KernelNewbies:

Linux 4.6 was released on Sun, 15 May 2016.

Summary: This release adds support for USB 3.1 SuperSpeedPlus (10 Gbps), the new distributed file system OrangeFS, a more reliable out-of-memory handling, support for Intel memory protection keys, a facility to make easier and faster implementations of application layer protocols, support for 802.1AE MAC-level encryption (MACsec), support for the version V of the BATMAN protocol, a OCFS2 online inode checker, support for cgroup namespaces, support for the pNFS SCSI layout, and many other improvements and new drivers.

1. Prominent features

1.1. USB 3.1 SuperSpeedPlus (10 Gbps) support

USB 3.1 specification includes a new SuperSpeedPlus protocol supporting up to 10Gbps speeds. USB 3.1 devices using the new SuperSpeedPlus protocol are called USB 3.1 Gen2 devices (note that USB 3.1 SuperSpeedPlus is not the same as Type-C or power delivery).

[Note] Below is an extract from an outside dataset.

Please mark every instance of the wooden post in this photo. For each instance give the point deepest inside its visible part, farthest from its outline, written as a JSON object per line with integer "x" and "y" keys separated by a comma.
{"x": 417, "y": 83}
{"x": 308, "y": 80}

This release adds support for the USB 3.1 SuperSpeedPlus 10 Gbps speeds for USB core and xHCI host controller, meaning that a USB 3.1 mass storage connected to a USB 3.1 capable xHCI host should work with 10 Gbps speeds.

Code: commit, commit, commit, commit, commit, commit, commit, commit, commit, commit, commit, commit, commit, commit, commit, commit

1.2. Improve the reliability of the Out Of Memory task killer

In previous releases, the OOM killer (which tries to kill a task to free memory) tries to kill a single task in a good hope that the task will terminate in a reasonable time and frees up its memory. In practice, it has been shown that it's easy to find workloads which break that assumption, and the OOM victim might take unbounded amount of time to exit because it might be blocked in the uninterruptible state waiting for an event which is blocked by another task looping in the page allocator. This release adds a specialized kernel thread oom_reaper that tries to reclaim memory by preemptively reaping the anonymous or swapped out memory owned by the OOM victim, under an assumption that such a memory won't be needed when its owner is killed anyway.

Recommended LWN article: Toward more predictable and reliable out-of-memory handling

Code: commit, commit, commit, commit, commit, commit, commit, commit, commit

1.3. Support for Intel memory protection keys

This release adds support for a memory protection hardware feature that is available in upcoming Intel CPUs: protection keys. Protection keys allow the encoding of user-controllable permission masks in the page table entries (pte). Instead of having a fixed protection mask in the pte (which needs a system call to change and works on a per page basis), the user can map a handful of protection mask variants. User space can then manipulate a new user-accessible, thread-local register, (PKRU) with two separate bits (Access Disable and Write Disable) for each mask. This makes possible to dynamically switch the protection bits of very large amounts of virtual memory by just manipulating a CPU register, without having to change every single page in the affected virtual memory range.

It also allows more precise control of MMU permission bits: for example the executable bit is separate from the read bit. This release adds the infrastructure for that, plus it adds a high level API to make use of protection keys. If a user-space application calls: mmap(..., PROT_EXEC) or mprotect(ptr, sz, PROT_EXEC) (note PROT_EXEC-only, without PROT_READ/WRITE), the kernel will notice this special case, and will set a special protection key on this memory range. It also sets the appropriate bits in the PKRU register so that the memory becomes unreadable and unwritable. So using protection keys the kernel is able to implement 'true' PROT_EXEC: code that can be executed, but not read, which is a small security advantage (but note that malicious code can manipulate the PKRU register too). In the future, there will further work around protection keys that will offer more high level call APIs to manage protection keys.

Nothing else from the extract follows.